THE CURRENT PLEADING

The judge found that (i) most of the amended Particulars of Claim complied with the earlier order and was compliant; (ii) part of the amendment was not compliant and that aspect of the case was struck out; (iii) there were some errors in the Particulars that needed to be revised.  The compliant aspects of the case were allowed to continue.

 

117. However, I must assess these submissions against the backdrop that – save for the need for the Amended Particulars of Claim to be amended, first by recalculating the claim for loss in relation to the structure and external elements (which is essentially purely mathematical) and, second, by removing the alternative claim in paragraphs 28R to 28AV – the Claimant has finally pleaded a case which meets the criteria specified in the previous orders, both in form and in substance, and thus allows the Defendant to plead a case in response and for the case to proceed to trial.
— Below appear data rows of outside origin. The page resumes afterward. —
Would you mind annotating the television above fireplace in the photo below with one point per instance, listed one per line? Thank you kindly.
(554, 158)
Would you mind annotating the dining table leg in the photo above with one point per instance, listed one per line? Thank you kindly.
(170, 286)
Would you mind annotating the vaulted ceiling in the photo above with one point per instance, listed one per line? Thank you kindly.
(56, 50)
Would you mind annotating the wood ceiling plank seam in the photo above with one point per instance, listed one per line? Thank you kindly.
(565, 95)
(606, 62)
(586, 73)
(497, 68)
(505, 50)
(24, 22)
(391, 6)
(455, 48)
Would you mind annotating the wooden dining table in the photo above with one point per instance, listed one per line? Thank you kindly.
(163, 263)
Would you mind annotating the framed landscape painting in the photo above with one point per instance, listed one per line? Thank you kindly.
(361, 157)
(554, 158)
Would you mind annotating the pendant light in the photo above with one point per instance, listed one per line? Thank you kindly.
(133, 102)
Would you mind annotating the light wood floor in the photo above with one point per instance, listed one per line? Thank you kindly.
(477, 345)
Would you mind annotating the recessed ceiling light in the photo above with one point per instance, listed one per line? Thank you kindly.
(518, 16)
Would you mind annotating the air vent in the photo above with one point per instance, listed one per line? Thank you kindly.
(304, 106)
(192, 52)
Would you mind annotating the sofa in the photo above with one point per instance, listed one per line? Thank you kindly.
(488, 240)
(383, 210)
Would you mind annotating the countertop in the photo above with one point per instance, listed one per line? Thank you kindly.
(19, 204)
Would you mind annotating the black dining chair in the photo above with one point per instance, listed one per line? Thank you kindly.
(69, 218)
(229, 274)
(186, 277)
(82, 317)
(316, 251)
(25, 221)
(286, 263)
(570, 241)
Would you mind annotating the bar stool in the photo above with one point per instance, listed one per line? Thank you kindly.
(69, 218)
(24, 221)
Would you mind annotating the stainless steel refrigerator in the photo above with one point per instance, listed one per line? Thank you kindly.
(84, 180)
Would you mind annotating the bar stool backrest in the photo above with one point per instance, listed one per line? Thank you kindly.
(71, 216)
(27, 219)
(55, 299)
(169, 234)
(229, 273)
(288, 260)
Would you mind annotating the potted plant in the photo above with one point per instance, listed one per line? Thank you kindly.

118. In the circumstances, whilst the background of delay and previous failure to do so and to comply is extremely unsatisfactory and, in particular in relation to the second non-compliance, worthy of strong condemnation, in my judgment it is plain that on an application of the overriding objective the amendments ought to be allowed so that the case can be determined on the merits at trial.

 

THE RESULT

The judge held that, although there were errors in the current Particulars of Claim, they were sufficiently pleaded. He rejected the defendant’s application for summary judgment.  The claimant was granted relief from sanctions (the detail of which will be looked at in a later post).